Menurut Yudi Latif, seorang cendekiawan dan pakar etika, "diam dalam menghadapi kemungkaran bisa jadi adalah bentuk dari ketakutan akan konsekuensi pribadi, atau lebih buruk, karena keterlibatan dalam praktik-praktik yang sama. Ini adalah bentuk dari penyanderaan moral, di mana seseorang merasa tidak memiliki keberanian untuk bersuara karena tangannya sendiri sudah kotor. Sikap ini sangat berbahaya karena tidak hanya membiarkan kemungkaran terjadi, tetapi juga memberikan legitimasi bagi para pelakunya."
Kesimpulan: Waktunya Bersikap Tegas
Dalam kondisi di mana korupsi dan pungli telah mencapai tingkat yang sangat merusak, sikap diam bukan lagi pilihan yang dapat diterima. Kritik keras dan emosional dalam melawan kemungkaran bukanlah tindakan yang tidak rasional, melainkan ekspresi yang sangat rasional dari rasa keadilan.Â
Emosionalitas dalam konteks ini harus dilihat sebagai alat untuk menumbuhkan keberanian dan tekad dalam memperjuangkan kebenaran.
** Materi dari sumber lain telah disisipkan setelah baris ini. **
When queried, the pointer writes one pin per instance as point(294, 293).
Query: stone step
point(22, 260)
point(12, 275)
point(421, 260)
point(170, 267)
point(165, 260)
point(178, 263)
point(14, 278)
Seperti yang ditegaskan oleh para ahli hukum dan agama, diam dalam menghadapi kemungkaran adalah bentuk pengkhianatan terhadap nilai-nilai moral dan keadilan. Sudah saatnya kita semua bersikap tegas dan bersatu dalam melawan kejahatan luar biasa yang mengancam masa depan bangsa.